Background: During clinical practice, cyclophosphamide (CTX) can lead to liver and kidney injury in vivo. In this study, we established a liver and kidney injury model by injecting CTX (80 mg kg-1 d-1 ) into male ICR mice, and then mice were treated with saline and fucoidan (20 or 40 mg kg-1 ), respectively. Subsequently, the liver and kidney toxicity indices, the expression levels of malonic dialdehyde (MDA), inflammatory factors, and the main protein levels of the Nrf2/HO-1 and TLR4/NF-κB pathways were determined.
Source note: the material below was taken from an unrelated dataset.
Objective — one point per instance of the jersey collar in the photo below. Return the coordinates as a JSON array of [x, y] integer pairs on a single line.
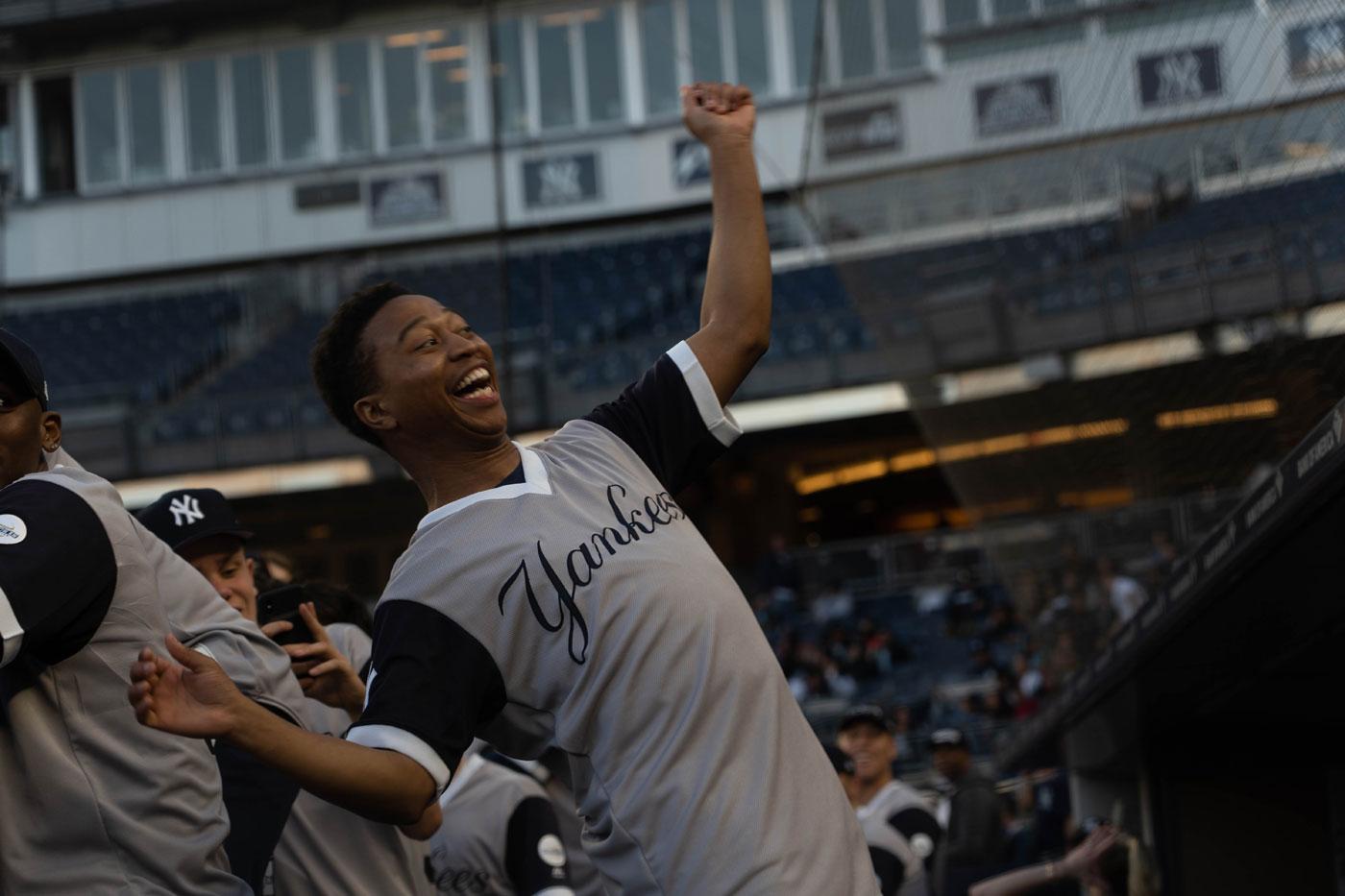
[[537, 483]]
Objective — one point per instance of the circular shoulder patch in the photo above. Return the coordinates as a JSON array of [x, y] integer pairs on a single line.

Results: Our results indicated that fucoidan could significantly decrease serum levels of alanine aminotransferase (ALT), aspartate aminotransferase (AST), creatinine (CRE), and urea (BUN) in the test group compared to the model group. Fucoidan administration caused reductions in MDA, interleukin-6 (IL-6), IL-1β, and tumor necrosis factor alpha (TNF-α) levels and improved superoxide dismutase (SOD), glutathione peroxidase (GSH-Px), and catalase (CAT) activities in the liver and kidney of CTX-induced mice. Fucoidan up-regulated the Nrf2/HO-1 pathway and enhanced the protein levels of Nrf2, HO-1, GCLM, and NQO1. Moreover, fucoidan down-regulated the TLR4/NF-κB pathway, as indicated by decreased levels of TLR4, NF-κB p65, NF-κB p50, and increased IκBα level in liver and kidney tissues.
Conclusion: Our studies suggest that fucoidan can ameliorate CTX-induced liver and kidney injury, potentially via up-regulating the Nrf2/HO-1 pathway and inhibiting the TLR4/NF-κB pathway. © 2021 Society of Chemical Industry.
Keywords: Nrf2/HO-1 pathway; TLR4/NF-kB pathway; cyclophosphamide; fucoidan; liver and kidney injury.
© 2021 Society of Chemical Industry.